Case Presentation: 37 year-old male with a medical history significant for intravenous drug usage presented with three years of progressive generalized symptoms including weight loss, fevers, and shortness of breath. The patient started to experience worsening fatigue, drenching night sweats and an unintentional weight loss exceeding 20 pounds over several months leading to admission. Upon initial workup patient was noted to have elevated alkaline phosphatase of 893 (40-150 U/L), aspartate aminotransferase 277 (5-35 U/L) and alanine aminotransferase 154 (0-55 U/L), pancytopenia with white blood cells of 2.3 x 103 (3.5-10.5×103/uL), hemoglobin 11.8 (13.5-17.5 g/dL) and platelets 108 (150-400 x 103/uL). This prompted imaging with computerized tomography of the chest, abdomen and pelvis (Figure 1) revealing massive hepatosplenomegaly with portacaval lymphadenopathy and periportal edema along with multiple bilateral peripherally based pulmonary nodules largest being 5 mm. An extensive workup including autoimmune, viral, mycobacterial serologies and screening oncologic labs resulted within normal limits to which a liver biopsy was obtained depicting non-caseating granulomas. During the work up a (1,3)-beta-D-glucan resulted >500 (Negative: <60 pg/mL) along with Coccidioides Antibody IgG 1.4 (Negative: <0.9 IV). These findings with an uncovered history of frequent travel to the southwest, allowed for the diagnosis of disseminated coccidioidomycosis to be established.

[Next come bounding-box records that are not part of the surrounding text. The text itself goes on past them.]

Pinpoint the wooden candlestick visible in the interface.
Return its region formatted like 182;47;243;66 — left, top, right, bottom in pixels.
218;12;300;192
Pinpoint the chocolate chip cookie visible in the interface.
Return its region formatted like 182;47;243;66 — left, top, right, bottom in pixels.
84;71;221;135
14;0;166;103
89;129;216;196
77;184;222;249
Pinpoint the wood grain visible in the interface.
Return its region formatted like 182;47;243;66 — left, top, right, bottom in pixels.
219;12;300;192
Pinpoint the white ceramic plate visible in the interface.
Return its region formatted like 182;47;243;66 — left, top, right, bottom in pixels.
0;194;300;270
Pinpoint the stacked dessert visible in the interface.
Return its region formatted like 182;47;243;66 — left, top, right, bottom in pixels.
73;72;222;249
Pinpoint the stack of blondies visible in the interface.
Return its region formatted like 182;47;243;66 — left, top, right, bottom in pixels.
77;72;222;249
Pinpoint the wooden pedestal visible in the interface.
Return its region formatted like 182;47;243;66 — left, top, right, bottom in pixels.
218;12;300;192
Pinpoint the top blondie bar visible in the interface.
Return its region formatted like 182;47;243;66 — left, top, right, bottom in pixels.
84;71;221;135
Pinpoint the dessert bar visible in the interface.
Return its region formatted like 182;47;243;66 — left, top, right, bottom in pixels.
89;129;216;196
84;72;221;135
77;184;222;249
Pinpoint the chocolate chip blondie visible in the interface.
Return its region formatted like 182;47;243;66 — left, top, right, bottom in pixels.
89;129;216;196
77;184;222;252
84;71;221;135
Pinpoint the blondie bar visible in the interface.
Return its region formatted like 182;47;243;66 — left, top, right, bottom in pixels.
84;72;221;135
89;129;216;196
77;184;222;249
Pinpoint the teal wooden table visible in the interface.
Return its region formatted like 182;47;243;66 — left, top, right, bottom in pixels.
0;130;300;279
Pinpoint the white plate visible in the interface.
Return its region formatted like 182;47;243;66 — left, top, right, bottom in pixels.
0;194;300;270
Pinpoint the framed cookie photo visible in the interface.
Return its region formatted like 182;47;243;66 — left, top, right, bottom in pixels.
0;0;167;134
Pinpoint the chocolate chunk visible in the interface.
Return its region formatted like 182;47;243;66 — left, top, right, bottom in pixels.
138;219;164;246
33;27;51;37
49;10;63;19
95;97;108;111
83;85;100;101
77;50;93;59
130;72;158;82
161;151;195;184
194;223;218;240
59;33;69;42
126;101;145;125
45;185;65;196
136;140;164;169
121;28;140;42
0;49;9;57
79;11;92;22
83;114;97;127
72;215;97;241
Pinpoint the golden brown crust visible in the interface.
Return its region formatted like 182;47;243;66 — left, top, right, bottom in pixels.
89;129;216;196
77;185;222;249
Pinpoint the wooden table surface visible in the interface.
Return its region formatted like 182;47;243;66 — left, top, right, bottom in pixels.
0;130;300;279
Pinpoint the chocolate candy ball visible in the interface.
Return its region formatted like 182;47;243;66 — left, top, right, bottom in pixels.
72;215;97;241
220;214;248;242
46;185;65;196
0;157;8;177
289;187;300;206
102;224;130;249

Discussion: Coccidioidomycosis is caused by the fungi Coccidioides immitis and posadasii which are classically known for its geographic prevalence in the deserts of the southwestern United States, where spores produced by Coccidioides remaining in the air for prolonged periods, can lead to pulmonary penetration and disease. Although a large majority of patients are asymptomatic, many present with generalized cough, shortness of breath and fevers with a rare number escalating to drenching night sweats and weight loss once progressed to extrapulmonary infection via hematogenous spread. Disseminated coccidioidomycosis is rare in the general population, <1%, with an increased risk for immunocompromised hosts; interestingly this case presents an immunocompetent patient. Common sites of infection include soft tissue (cutaneous granulomatous lesions), bone (vertebral lesions), central nervous system (meningitis) and as in this case the hepatosplenic system. Treatment includes Itraconazole or Fluconazole for a minimum 3 to 6 months with severe cases (disease of cranium and vertebral bodies) being targeted with Amphotericin B.

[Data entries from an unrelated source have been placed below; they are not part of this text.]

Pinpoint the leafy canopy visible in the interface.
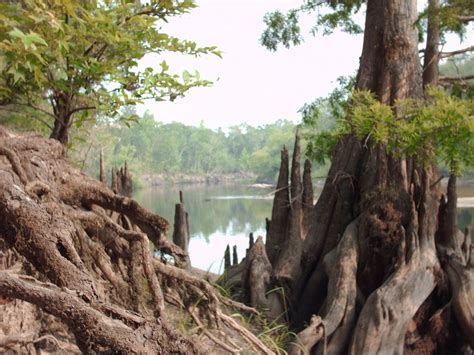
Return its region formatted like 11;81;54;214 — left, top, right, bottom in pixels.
260;0;474;51
0;0;220;129
305;88;474;175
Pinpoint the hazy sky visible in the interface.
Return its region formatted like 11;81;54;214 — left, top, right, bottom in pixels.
140;0;472;128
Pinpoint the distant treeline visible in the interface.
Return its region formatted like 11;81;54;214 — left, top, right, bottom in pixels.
75;112;326;183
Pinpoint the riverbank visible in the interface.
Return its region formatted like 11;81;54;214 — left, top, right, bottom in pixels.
140;172;257;187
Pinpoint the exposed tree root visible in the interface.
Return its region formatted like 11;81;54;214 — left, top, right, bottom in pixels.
0;129;272;354
292;220;358;355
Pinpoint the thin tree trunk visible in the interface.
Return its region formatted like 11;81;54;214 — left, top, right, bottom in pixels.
423;0;440;87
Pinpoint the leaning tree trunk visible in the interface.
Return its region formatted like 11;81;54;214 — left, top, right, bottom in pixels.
246;0;474;354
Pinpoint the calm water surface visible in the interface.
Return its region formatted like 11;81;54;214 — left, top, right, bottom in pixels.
134;185;474;273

Conclusions: Disseminated coccidioidomycosis is a rare disease process that can linger undetected for months to years before ‘B symptoms’ and affected tissue changes lead to hospitalization, which can be difficult to diagnose and important to keep in the differential. This case presents a very rare form where the granulomatous process led to massive hepatosplenomegaly and extensive workup prior to (1,3) – beta-D-glucan unmasking the etiology.